Buster Posey, C: Dud

It hasn't been an easy go of it for the potential National League MVP, but things must change if the Giants want to score enough runs to win this series.

Posey is 1-for-8 (.125) and has yet to drive in a single run. To make matters worse for the Giants' backstop, he hasn't been making regular contact with three strikeouts.

It's hard to imagine that Posey's struggles will continue, however. He is far too good of a hitter and run producer to continue to fall flat, but sometimes October baseball can bring out the worst in even the best hitters.


St. Louis Cardinals

Carlos Beltran, RF: Stud

Beltran is no stranger to postseason success, sporting a career .378 average with 14 homers and 25 RBI in 30 games.

In the NLCS, Beltran has picked up where he left off in the ALDS. The Cards' right fielder is 3-for-7 (.429) with one homer and two RBI, as well as two doubles and a run scored. His OBP is an impressive .500 in the series.

It was Beltran's two-run homer in Game 2 that gave the Cardinals a 6-0 lead, effectively becoming the difference in the game that ended with a 6-4 score.

Beltran could make even more of an impact in the No. 2 hole, but that will depend on if the team's leadoff hitter, Jon Jay, can improve on his .111 average.


Lance Lynn, SP: Dud

Lynn started Game 1 of this series, and that's important because the 25-year-old will take the mound twice in the NLCS.

Hoping for the best in Game 1, the Cards sent Lynn to the mound in place of Jaime Garcia, but it didn't go as planned. Instead, Lynn couldn't make it out of the fourth inning, allowing four runs on five hits with two walks.

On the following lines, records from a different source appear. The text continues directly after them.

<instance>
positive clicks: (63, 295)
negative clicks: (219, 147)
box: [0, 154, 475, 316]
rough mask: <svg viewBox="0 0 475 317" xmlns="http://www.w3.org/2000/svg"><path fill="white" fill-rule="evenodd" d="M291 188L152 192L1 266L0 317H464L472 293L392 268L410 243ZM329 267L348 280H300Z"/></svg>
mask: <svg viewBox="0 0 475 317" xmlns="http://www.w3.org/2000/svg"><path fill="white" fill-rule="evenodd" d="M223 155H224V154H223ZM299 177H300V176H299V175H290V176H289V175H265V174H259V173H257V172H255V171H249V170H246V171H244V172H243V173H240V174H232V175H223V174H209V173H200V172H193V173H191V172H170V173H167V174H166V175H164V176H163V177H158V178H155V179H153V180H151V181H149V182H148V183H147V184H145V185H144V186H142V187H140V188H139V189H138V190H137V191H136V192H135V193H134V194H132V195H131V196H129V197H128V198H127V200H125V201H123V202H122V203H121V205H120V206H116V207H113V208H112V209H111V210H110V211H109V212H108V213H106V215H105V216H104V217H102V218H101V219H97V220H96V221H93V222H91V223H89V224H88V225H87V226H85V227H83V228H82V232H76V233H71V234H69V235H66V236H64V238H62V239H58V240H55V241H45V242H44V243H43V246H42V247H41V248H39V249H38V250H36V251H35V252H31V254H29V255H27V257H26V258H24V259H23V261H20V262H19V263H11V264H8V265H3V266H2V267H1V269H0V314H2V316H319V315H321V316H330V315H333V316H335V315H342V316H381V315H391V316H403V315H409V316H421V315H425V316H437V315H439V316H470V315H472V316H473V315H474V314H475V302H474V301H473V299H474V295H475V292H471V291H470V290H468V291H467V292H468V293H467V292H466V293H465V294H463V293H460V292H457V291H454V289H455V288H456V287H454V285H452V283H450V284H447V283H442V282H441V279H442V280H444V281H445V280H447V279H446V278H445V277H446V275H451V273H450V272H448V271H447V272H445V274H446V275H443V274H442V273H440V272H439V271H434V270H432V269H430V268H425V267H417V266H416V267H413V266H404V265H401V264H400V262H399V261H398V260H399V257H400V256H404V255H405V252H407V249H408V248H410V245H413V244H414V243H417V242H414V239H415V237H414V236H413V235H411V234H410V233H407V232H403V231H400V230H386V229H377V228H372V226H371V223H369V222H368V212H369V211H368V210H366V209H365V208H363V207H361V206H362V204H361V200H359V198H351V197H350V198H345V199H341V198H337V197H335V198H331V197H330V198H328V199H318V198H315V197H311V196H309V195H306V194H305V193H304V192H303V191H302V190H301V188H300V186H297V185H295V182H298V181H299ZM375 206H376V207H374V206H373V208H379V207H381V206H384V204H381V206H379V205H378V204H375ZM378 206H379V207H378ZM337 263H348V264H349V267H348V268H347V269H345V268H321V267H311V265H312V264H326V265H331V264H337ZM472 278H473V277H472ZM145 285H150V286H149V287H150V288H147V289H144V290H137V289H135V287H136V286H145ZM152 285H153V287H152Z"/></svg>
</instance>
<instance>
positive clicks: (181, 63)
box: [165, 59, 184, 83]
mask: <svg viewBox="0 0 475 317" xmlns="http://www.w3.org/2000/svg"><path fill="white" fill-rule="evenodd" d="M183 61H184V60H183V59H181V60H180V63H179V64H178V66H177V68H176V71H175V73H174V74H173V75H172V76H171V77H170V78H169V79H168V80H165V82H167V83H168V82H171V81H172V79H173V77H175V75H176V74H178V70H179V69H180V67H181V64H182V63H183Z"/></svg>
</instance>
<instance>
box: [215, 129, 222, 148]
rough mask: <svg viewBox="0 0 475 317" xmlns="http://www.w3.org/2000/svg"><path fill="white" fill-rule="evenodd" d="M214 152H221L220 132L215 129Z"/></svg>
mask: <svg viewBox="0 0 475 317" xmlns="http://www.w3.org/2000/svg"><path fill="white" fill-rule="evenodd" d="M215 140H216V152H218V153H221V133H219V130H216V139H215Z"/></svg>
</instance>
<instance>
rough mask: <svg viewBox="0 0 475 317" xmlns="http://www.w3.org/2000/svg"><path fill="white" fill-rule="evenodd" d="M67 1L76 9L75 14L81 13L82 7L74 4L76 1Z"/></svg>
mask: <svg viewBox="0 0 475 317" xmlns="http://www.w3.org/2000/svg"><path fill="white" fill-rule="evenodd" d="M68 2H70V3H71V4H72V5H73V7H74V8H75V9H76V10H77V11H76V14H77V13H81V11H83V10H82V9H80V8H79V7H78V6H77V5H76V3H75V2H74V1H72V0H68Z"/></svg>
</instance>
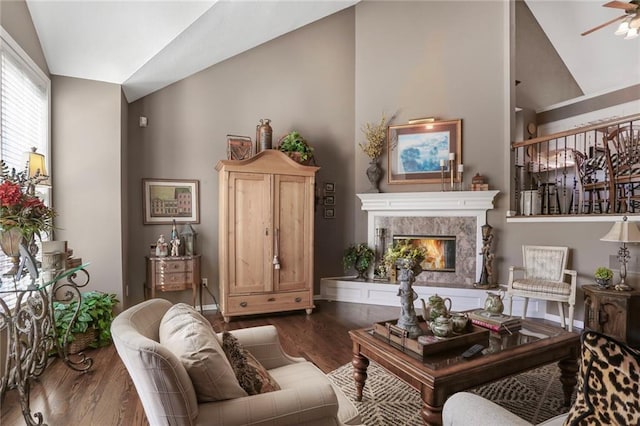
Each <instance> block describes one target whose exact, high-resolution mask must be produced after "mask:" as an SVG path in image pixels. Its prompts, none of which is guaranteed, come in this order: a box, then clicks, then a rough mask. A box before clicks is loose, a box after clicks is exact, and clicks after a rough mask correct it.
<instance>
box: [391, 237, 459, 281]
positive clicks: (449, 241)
mask: <svg viewBox="0 0 640 426" xmlns="http://www.w3.org/2000/svg"><path fill="white" fill-rule="evenodd" d="M398 241H408V242H409V244H411V245H412V246H413V247H422V248H424V249H425V250H426V252H427V256H426V258H425V260H424V262H422V264H421V265H420V266H422V270H423V271H425V272H455V270H456V236H455V235H394V236H393V243H394V244H396V243H397V242H398Z"/></svg>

The Cardinals staked Lynn to a six-run lead, but even that proved to be insufficient for the struggling right-hander. Lynn would go on to nearly blow the lead for St. Louis after letting up four runs in his final inning of work, creating a nail-biter of a game that should have never been close.


Allen Craig, 1B: Dud

Craig was a major stud for the Cardinals during the regular season, hitting .307 with 22 homers and 92 RBI. But thus far in the NLCS, Craig has been a dud.

Without a hit, Craig is now 0-for-6 in the first two games of this series with a lone walk being the extent of his contributions for this series.

As the team's cleanup hitter, Craig must have a better series if St. Louis wants to be successful. Craig has had opportunities to drive in runs during the NLCS, but has yet to come through for his team.